Nei mesi scorsi abbiamo infatti assistito a una notevole copertura mediatica delle dinamiche carcerarie affrontate dal blogger Aleksej Navalny, ma dall’incontro dello scorso 16 giugno tra il presidente russo Vladimir Putin e il suo omologo americano, Joe Biden, si è persa traccia del più noto oppositore del Cremlino in occidente. Dove eravamo rimasti? Dopo lo sciopero della fame contro le mancate cure mediche per i forti dolori articolari, iniziato il 31 marzo scorso e interrotto il 23 aprile, Navalny ha ripreso a nutrirsi seguendo il piano alimentare dei dottori. L’allarme di un imminente rischio di morte diffuso dagli attivisti e dalla famiglia è rientrato e, con esso, l’appello “Salvate Navalny” di politici, intellettuali ed esponenti del mondo dello spettacolo. L’attenzione dei media si è drasticamente ridotta per scomparire del tutto dopo il vertice Stati Uniti-Russia.

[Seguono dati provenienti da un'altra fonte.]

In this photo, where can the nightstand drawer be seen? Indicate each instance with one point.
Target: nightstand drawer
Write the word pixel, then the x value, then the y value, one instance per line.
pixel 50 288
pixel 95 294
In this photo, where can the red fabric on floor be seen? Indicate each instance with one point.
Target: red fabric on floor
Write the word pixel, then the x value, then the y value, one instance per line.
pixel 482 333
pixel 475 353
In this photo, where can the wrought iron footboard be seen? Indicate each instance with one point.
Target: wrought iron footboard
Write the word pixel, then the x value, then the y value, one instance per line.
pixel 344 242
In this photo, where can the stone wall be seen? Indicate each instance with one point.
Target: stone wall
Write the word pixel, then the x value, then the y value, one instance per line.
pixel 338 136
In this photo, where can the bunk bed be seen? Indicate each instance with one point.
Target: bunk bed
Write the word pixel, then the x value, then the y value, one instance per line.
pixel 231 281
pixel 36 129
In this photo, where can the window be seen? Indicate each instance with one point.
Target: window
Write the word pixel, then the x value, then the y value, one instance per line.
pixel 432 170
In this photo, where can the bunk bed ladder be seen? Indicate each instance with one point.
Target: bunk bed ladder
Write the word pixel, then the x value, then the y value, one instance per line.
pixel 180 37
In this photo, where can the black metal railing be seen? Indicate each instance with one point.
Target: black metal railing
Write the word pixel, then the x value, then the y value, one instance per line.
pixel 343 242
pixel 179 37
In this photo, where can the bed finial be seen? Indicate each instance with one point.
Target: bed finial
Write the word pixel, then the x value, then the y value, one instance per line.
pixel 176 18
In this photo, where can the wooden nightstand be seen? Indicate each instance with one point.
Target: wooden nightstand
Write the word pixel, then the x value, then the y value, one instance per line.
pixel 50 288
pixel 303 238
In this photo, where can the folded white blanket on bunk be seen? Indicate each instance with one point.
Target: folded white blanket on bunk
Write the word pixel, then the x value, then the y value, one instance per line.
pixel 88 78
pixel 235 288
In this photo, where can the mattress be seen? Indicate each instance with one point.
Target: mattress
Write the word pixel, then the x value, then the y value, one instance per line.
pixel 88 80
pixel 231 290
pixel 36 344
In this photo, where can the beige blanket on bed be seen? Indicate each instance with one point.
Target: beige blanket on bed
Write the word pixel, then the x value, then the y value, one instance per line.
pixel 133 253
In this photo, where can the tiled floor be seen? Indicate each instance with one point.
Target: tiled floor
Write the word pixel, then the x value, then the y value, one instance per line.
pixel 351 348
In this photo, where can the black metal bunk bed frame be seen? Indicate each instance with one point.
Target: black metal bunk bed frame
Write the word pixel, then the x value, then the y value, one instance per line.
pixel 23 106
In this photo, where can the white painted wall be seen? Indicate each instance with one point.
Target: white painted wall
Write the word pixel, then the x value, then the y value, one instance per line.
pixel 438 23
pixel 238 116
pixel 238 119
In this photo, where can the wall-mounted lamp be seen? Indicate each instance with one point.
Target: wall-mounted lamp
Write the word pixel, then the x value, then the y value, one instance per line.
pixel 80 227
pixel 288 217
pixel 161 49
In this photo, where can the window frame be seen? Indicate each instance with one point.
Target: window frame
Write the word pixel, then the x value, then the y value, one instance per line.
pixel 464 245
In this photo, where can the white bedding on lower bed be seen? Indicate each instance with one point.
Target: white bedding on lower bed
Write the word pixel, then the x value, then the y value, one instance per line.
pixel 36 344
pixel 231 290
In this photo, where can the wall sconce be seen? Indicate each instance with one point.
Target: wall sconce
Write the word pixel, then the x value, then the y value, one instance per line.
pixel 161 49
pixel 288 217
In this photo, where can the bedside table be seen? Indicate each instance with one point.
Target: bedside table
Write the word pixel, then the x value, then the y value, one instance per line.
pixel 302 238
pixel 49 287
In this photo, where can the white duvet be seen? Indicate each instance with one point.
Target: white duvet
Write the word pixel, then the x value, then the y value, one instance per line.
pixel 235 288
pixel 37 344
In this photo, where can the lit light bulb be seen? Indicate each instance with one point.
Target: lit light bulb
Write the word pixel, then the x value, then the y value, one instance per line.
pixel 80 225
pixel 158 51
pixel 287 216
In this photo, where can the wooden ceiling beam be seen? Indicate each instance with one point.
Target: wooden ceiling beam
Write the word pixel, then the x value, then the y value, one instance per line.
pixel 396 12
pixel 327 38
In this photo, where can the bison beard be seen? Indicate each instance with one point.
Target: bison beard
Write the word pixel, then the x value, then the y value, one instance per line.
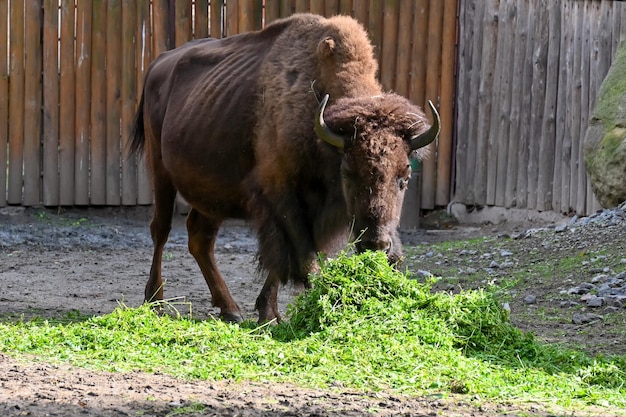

I problemi delle fondazioni

A livello processuale il dissidente russo è coinvolto in una serie di procedimenti che potrebbero prolungare la durata della sua detenzione. Il primo riguarda la condanna con una sanzione di 850mila rubli (circa 9.500 euro) per aver diffamato un veterano della Seconda guerra mondiale che aveva sostenuto la riforma costituzionale del 2020. Attualmente il tribunale di Mosca ha avviato un altro capo di accusa per alcune sue affermazioni sulla volontà di evadere, espresse nel gennaio scorso. Navalny ha, a sua volta, presentato diverse cause di diffamazione contro il portavoce presidenziale, Dmitrij Peskov, che lo avrebbe definito «un collaboratore che prende istruzioni dalla Cia».

Nel frattempo, i legali dell’attivista sono riusciti ad accedere alla documentazione sul suo tentato omicidio che confermerebbe la diagnosi di «avvelenamento da organofosfati», i composti chimici alla base di molti insetticidi, pesticidi e gas nervini.

Ma le novità più significative provengono al di fuori delle mura della colonia penale numero 2 di Pokrov dove Navalny sta scontando la pena a oltre due anni di prigione.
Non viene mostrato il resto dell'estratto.